Hey, everybody. I'm RJ, I'm an engineer with Amazon Search and going to tell something about how we took the language models to production and what is the ro i that we measured with it. So yeah, for the next hour or so, uh we have a lot of content to cover. Our goal is to really not only give you guys the uh marketing details and the services that we're using, but also give you uh an idea of the problems that we faced as well as the solutions for search to accomplish what they do.

So again, for the next hour, first of all, I'm going to start to set the stage that means giving you guys an introduction as far as what's available today on AWS, as well as some of the trends we're seeing in the market regarding uh deep learning. We'll then talk about some of the challenges and ways to address those challenges and that's when the real fun will begin. RJ is gonna come up and discuss with you guys how Amazon Search or the M5 team in particular handles these challenges and what they've built in the, within the engineering team in the past year and a half.

So I have probably the coolest job in AWS. I get to be the solutions architect for amazon.com. That means all the processes that you guys use or our customers use to search for products have a great experience and ultimately get their packages delivered. Um I usually get a hand in playing and working with these teams with one of which being Amazon Search.

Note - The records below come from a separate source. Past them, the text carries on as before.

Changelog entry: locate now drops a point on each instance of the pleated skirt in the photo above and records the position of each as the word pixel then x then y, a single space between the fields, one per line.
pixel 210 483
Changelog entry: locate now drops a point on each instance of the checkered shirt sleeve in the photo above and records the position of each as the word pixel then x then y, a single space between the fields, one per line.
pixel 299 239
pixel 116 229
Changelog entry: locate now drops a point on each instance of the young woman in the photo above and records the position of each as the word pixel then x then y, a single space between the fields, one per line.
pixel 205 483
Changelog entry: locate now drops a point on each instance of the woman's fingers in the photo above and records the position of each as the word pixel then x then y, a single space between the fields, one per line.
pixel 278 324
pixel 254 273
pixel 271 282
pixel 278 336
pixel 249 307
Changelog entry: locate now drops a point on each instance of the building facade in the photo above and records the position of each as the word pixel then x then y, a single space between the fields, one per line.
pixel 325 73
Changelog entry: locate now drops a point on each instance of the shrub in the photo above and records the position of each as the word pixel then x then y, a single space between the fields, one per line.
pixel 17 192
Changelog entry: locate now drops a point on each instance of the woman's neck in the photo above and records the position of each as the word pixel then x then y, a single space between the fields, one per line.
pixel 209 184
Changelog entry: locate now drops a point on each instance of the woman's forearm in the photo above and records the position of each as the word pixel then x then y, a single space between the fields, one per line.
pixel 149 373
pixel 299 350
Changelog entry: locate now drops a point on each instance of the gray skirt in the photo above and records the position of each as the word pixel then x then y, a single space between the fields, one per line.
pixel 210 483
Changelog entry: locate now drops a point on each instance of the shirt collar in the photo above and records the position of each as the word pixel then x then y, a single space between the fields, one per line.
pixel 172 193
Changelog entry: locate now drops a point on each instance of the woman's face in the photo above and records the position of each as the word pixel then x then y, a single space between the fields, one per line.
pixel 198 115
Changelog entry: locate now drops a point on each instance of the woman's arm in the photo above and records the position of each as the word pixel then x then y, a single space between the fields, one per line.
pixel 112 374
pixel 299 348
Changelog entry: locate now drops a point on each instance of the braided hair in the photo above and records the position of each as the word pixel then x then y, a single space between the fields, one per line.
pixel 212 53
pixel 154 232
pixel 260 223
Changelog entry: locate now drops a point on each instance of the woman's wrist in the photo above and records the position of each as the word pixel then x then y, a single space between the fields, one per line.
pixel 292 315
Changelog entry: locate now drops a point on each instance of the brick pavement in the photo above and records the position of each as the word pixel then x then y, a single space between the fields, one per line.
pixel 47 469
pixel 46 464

Now, as you might imagine, Amazon is huge. The number of teams we have operating and the num the number of people on those teams is gigantic. Teams like Search could often be an entire company in and of themselves. The great thing about AWS is that we have a wide number of services to cater to different classes of customers.

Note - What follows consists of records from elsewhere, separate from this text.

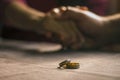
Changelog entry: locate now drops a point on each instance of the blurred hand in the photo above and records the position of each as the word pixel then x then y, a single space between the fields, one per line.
pixel 88 23
pixel 65 31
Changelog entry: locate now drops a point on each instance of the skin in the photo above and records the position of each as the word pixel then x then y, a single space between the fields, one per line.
pixel 27 18
pixel 99 31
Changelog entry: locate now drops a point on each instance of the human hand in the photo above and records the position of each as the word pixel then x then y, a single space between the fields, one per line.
pixel 90 24
pixel 65 30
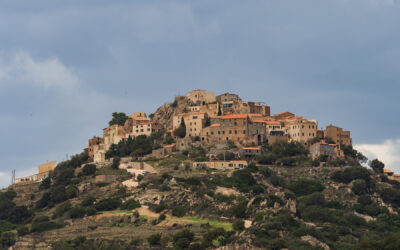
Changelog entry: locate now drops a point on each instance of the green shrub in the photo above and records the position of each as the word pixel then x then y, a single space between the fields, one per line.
pixel 179 211
pixel 316 198
pixel 108 204
pixel 77 212
pixel 130 204
pixel 183 239
pixel 22 231
pixel 266 159
pixel 19 214
pixel 42 224
pixel 238 225
pixel 115 164
pixel 154 239
pixel 91 211
pixel 305 187
pixel 352 173
pixel 88 201
pixel 7 240
pixel 62 209
pixel 272 199
pixel 45 184
pixel 89 169
pixel 359 187
pixel 6 226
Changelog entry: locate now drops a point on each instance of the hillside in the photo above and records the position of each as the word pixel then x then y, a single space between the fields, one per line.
pixel 280 198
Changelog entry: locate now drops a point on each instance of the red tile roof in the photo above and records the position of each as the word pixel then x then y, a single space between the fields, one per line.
pixel 273 123
pixel 235 116
pixel 215 125
pixel 251 148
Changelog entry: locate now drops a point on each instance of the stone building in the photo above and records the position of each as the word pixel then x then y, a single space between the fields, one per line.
pixel 194 122
pixel 113 134
pixel 301 130
pixel 337 135
pixel 239 107
pixel 44 171
pixel 227 97
pixel 236 127
pixel 333 151
pixel 211 109
pixel 201 97
pixel 143 128
pixel 250 151
pixel 283 115
pixel 221 164
pixel 93 145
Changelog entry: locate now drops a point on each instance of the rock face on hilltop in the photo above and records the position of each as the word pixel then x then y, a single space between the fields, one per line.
pixel 165 113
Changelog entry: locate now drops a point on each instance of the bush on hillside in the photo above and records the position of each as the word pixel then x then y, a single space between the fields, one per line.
pixel 89 169
pixel 154 239
pixel 108 204
pixel 179 211
pixel 305 187
pixel 77 212
pixel 130 204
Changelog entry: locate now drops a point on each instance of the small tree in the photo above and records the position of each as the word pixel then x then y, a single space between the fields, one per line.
pixel 377 166
pixel 154 240
pixel 115 164
pixel 238 225
pixel 118 118
pixel 181 130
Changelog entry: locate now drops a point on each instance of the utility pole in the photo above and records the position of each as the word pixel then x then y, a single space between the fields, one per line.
pixel 13 177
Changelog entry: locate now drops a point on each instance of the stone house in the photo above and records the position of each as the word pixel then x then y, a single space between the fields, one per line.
pixel 236 127
pixel 221 164
pixel 337 135
pixel 194 122
pixel 227 97
pixel 201 97
pixel 333 151
pixel 93 145
pixel 250 151
pixel 143 128
pixel 113 134
pixel 301 130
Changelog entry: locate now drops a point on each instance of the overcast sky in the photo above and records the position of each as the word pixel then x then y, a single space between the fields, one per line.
pixel 65 66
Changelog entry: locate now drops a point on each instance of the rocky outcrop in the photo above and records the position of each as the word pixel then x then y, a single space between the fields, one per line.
pixel 314 242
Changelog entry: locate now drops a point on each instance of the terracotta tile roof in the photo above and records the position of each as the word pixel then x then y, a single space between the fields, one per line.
pixel 260 121
pixel 254 115
pixel 141 118
pixel 240 162
pixel 235 116
pixel 273 123
pixel 251 148
pixel 146 123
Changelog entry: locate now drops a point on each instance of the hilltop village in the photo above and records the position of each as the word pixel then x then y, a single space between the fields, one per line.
pixel 220 123
pixel 207 172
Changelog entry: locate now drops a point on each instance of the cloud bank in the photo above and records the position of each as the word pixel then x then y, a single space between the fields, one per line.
pixel 388 152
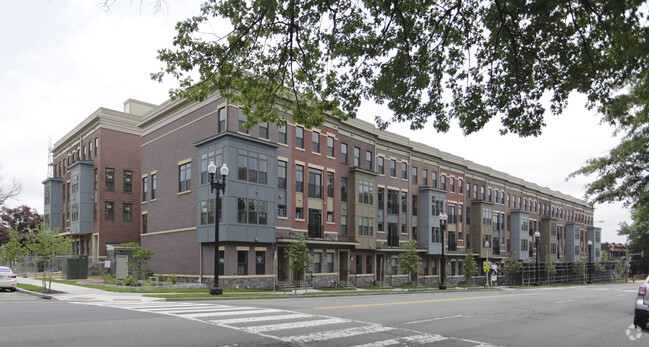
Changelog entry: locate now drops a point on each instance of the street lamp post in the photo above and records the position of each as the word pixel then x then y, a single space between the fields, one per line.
pixel 537 236
pixel 442 222
pixel 219 186
pixel 590 261
pixel 489 270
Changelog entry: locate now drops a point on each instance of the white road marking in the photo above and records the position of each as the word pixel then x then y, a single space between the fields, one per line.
pixel 433 319
pixel 294 325
pixel 335 334
pixel 259 319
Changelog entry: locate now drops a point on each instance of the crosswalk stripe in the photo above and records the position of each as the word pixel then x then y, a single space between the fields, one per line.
pixel 335 334
pixel 260 319
pixel 225 313
pixel 285 326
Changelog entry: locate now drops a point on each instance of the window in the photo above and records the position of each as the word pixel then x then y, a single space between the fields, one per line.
pixel 299 178
pixel 128 181
pixel 414 205
pixel 317 262
pixel 393 201
pixel 281 137
pixel 315 142
pixel 368 160
pixel 330 262
pixel 315 183
pixel 365 192
pixel 330 184
pixel 145 188
pixel 154 186
pixel 242 121
pixel 127 212
pixel 281 174
pixel 184 177
pixel 109 210
pixel 222 116
pixel 207 212
pixel 263 130
pixel 212 156
pixel 299 137
pixel 242 262
pixel 260 262
pixel 330 146
pixel 357 157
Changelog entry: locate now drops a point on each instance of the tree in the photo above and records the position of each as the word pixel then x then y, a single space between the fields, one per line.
pixel 23 219
pixel 578 269
pixel 138 259
pixel 13 250
pixel 549 269
pixel 8 192
pixel 469 268
pixel 44 246
pixel 410 261
pixel 512 266
pixel 467 61
pixel 299 256
pixel 638 240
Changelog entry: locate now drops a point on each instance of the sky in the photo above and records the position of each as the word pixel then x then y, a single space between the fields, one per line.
pixel 62 60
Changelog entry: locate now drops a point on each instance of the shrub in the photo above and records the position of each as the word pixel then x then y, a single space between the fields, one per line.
pixel 109 279
pixel 130 281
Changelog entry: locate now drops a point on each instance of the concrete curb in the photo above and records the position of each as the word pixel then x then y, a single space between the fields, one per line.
pixel 29 292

This slide is something that you've probably seen before. But if you take a step back and look at the ML capabilities on AWS, we again cater to three different classes of customers and all of these classes exist within Amazon.com.

The first class is those individuals or teams that want to embed AI capabilities into their applications, but either don't want to get into the business of AI as far as training models, the data science and so forth. And so when these teams want to embed AI capabilities and don't want to mess with ML, they can turn to these higher level services like Amazon Recognition or Translate and with a simple API call, they can leverage everything that AWS is doing behind the scenes so that they can embed these capabilities into, into their applications. For example, Amazon Recognition is used by Amazon Ads, it meets their needs and it's an easy way for them to gain the benefits of ML without investing a huge amount of resource into building an ML dedicated team.

The second class of customer is where our Amazon SageMaker services really come into play. Amazon SageMaker is an end to end managed set of services that allow individuals, developers, scientists and engineers to do everything from data engineering with services like Data Wrangler, uh again with feature engineering uh and feature storage with Feature Store training, their models with SageMaker Training all the way to hosting with uh SageMaker Endpoints um and other various inference options.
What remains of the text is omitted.